Nerd | 26

45.6K 5.5K 197
                                    

Hari ini seluruh murid di SMA Antariksa di pulangkan lebih awal, alasannya karena para guru akan mengadakan rapat yang membahas tentang ujian semester yang akan dilaksanakan satu minggu lagi.

“Mau langsung pulang atau main dulu nih?” tanya Adriel kepada ketiga sahabatnya yang tengah berjalan bersama menuju parkiran.

“Main ke mana? Nggak ada tempat yang seru kan,” sahut Ferdi yang disetujui oleh Leo dan Devin. Ngomong-ngomong, hubungan Devin dan Leo sudah tidak sedingin kemarin karena Leo sudah meyakinkan Devin jika dirinya tulus peduli pada Leta sebagai teman tanpa ada perasaan sebagai lawan jenis.

“Ke rumah gue aja gimana?” tawar Adriel

“Nggak!” seru ketiga sahabatnya sembari menggelengkan kepala kompak. Adriel langsung memajukan bibirnya.

“Lohhh, kenapa? Rumah gue kekecilan buat nampung kalian, ya? Oke, nanti gue bilangin sama bokap biar rumah gue di renovasi biar lebih besar lagi. Emm, emang si menurut gue juga rumah gue nggak pantas disebut rumah, pantasnya disebut gubug reyot.”

“Heh! Rumah lo itu udah gede banget, buat nampung satu rt aja muat,” sahut Devin memukul kepala Adriel.

“Ya terus kenapa nggak mau ke rumah gue?” tanya Adriel mengusap kepalanya yang terasa berdenyut akibat pukulan yang dilayangkan oleh Devin.

“Karena rumah lo kegedean, terakhir kali waktu gue main ke rumah lo. Gue yang niatnya mau keluar malah nyasar ke kolam renang, nggak mau lagi gue main ke rumah lo.”

“Bener banget,” sahut Leo membenarkan ucapan Devin.

“Terus ke mana? Masa langsung pulang?” tanya Adriel dengan wajah yang terlihat frustasi.

“Ke rumah lo aja gimana Vin? Ortu lo nggak di rumah kan?” Devin langsung melirik ke arah Leo dan detik berikutnya mengangguk.

“Emang ortu gue pernah di rumah?” Devin tersenyum kecut.

“Ya udahlah yok, gasss.” Adriel langsung mengarahkan kakinya menuju motor. 

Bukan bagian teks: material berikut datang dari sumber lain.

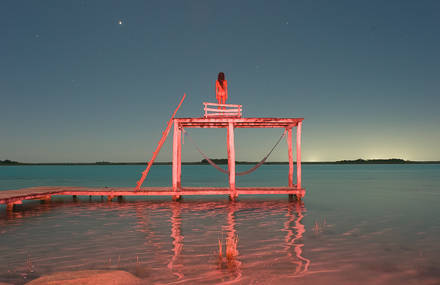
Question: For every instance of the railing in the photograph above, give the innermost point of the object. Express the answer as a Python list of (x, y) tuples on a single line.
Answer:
[(222, 110)]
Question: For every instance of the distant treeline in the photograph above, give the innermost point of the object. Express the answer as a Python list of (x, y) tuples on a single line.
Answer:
[(8, 162), (374, 161), (225, 161)]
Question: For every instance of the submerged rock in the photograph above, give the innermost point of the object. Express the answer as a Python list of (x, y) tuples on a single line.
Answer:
[(86, 277)]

Devin menghentikan langkahnya saat melihat gadis berkacamata yang tengah berdiri di parkiran, terlihat seperti sedang menunggu seseorang. Tunggu, menunggu seseorang? Apa mungkin Leta menunggu dirinya? Aish, berpikir seperti itu membuat sudut bibir Devin berkedut.

“Bentar ya,” ucap Devin berlari menghampiri Leta. Ketiga sahabatnya langsung mengikuti arah langkah Devin.

Saat ini Leta tangah berdiri di parkiran, menunggu temannya yang bernama Sherin. Berhubung hari ini sekolah dipulangkan lebih awal, Sherin mengajak Leta ke rumahnya dan Leta langsung menyetujuinya. Tapi Sherin bilang jika kunci mobilnya ketinggalan di kelas dan dia pun mengambilnya. Alhasil, Leta menunggu seorang diri di parkiran.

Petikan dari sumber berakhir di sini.